Para anggota perkumpulan permainan bertahan hidup (status klub masih menunggu keputusan) mengeluarkan erangan putus asa dan meratapi nasib mereka.

“Oh, celakalah kita!”

“Kami berasumsi, karena kamu selalu memerintah Sagara-kun…”

“…Bahwa kalian memiliki pengetahuan yang sama tentang senjata api dan taktik.”

“Apakah semua orang melihatku seperti itu?” tanya Kaname, keringat berminyak muncul di wajahnya.

Sementara itu, di toko spesialis di Kichijoji…

“Saya ingin membeli senjata airsoft,” kata Sousuke kepada pramuniaga itu sambil berjalan cepat mengelilingi toko, mengamati senjata api yang ada di sana.
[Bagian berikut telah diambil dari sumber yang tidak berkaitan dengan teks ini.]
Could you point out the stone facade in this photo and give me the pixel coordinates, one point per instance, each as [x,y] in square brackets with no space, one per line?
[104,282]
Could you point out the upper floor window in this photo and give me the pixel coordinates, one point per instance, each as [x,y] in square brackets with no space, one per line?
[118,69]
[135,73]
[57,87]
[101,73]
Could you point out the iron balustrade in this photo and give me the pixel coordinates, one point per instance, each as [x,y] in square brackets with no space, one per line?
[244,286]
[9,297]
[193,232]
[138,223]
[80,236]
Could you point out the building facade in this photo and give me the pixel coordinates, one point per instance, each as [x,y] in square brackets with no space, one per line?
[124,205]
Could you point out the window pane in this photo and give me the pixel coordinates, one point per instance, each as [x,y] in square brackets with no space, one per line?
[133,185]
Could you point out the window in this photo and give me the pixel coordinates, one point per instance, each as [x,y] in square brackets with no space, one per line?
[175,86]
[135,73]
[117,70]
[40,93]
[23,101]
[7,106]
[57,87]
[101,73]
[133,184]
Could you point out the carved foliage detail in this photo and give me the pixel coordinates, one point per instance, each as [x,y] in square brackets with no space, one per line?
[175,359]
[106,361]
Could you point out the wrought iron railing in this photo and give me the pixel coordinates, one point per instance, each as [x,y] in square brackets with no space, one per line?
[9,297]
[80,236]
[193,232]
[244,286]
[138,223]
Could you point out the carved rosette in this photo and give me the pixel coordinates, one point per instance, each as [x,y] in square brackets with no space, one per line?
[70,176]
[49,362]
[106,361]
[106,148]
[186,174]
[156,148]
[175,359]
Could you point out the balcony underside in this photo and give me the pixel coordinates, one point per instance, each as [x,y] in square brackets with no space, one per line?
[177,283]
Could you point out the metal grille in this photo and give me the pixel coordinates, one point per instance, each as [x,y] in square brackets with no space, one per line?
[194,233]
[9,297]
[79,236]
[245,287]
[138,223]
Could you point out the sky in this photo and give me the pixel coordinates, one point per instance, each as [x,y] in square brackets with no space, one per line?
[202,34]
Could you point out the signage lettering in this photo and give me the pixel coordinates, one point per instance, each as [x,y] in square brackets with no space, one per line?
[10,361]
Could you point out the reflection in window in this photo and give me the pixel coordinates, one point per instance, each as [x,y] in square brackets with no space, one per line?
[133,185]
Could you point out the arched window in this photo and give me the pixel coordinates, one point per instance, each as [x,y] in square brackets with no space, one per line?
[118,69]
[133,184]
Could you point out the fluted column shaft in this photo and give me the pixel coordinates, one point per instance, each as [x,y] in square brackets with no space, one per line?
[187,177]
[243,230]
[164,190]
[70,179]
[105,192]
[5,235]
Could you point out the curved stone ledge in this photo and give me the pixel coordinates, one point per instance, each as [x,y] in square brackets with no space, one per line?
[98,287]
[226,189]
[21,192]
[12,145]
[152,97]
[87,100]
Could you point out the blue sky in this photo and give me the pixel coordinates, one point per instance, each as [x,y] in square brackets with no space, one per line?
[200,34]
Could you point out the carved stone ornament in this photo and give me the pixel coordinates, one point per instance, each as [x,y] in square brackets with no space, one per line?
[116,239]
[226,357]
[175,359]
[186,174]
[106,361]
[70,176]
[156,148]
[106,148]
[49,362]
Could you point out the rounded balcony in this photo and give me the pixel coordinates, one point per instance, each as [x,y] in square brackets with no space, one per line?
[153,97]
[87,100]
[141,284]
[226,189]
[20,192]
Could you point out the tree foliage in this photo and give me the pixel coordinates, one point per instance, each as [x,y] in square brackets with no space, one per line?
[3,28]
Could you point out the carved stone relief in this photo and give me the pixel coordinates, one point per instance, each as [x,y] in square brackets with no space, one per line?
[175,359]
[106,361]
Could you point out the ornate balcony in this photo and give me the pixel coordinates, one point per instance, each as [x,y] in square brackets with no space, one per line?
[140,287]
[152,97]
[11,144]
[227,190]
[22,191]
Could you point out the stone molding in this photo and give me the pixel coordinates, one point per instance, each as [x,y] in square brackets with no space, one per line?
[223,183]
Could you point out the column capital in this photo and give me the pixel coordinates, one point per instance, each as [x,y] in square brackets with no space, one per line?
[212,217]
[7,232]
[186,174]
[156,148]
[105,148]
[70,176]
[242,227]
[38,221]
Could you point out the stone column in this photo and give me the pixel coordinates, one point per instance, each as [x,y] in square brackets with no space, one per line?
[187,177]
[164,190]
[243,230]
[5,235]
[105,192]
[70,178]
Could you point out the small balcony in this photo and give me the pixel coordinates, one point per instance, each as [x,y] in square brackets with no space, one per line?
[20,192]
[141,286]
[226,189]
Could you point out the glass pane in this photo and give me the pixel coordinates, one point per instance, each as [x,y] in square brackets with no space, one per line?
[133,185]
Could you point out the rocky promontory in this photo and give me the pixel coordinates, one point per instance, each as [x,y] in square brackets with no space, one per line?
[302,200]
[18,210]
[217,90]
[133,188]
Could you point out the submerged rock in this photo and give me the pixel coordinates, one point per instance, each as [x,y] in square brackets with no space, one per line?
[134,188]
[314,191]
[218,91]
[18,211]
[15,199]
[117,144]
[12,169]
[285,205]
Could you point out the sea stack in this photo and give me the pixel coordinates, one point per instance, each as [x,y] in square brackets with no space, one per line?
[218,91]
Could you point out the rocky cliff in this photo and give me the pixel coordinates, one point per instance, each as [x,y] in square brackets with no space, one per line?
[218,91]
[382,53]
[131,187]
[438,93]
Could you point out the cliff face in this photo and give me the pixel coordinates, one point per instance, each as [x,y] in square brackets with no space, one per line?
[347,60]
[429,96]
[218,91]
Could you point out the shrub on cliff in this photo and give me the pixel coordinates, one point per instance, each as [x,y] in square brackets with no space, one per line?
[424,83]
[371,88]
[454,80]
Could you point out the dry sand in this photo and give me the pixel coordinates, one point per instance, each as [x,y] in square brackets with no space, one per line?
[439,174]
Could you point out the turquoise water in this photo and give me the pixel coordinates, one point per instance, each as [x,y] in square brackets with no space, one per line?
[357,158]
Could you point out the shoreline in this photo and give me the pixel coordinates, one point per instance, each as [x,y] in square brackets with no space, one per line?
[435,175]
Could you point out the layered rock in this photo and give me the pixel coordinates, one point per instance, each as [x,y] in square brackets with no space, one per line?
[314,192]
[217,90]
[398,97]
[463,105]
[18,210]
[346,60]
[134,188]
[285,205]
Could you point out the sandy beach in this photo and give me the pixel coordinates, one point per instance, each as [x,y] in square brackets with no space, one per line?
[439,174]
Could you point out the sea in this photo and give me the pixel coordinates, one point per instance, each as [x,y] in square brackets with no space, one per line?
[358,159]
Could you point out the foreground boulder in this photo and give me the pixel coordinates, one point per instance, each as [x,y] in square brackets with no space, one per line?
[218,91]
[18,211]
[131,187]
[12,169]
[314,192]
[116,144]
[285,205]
Sejujurnya, ia juga tidak tahu apa-apa tentang senjata airsoft rekreasi. Ia bahkan belum pernah melihatnya sebelumnya. Karena itu hanyalah mainan, Sousuke berasumsi senjata itu akan mudah dikuasai, tetapi ia tetap memutuskan untuk mendapatkan pengalaman menggunakannya. Karena itu, ia membiarkan Kazama Shinji mengarahkannya ke toko ini agar ia bisa membeli satu untuk dirinya sendiri.

Pramuniaga muda itu mengenakan celemek dan celana jin, rambutnya diikat ke belakang dengan gaya ekor kuda yang berantakan. Ia mengenakan kacamata hitam polos, dan mendekatinya dengan ekspresi lembut. Ia bertanya, “Jadi, apakah Anda punya pengalaman dengan senjata airsoft?”

“Tidak. Aku masih pemula,” jawabnya dengan sungguh-sungguh, dengan ekspresi cemberut seperti biasanya.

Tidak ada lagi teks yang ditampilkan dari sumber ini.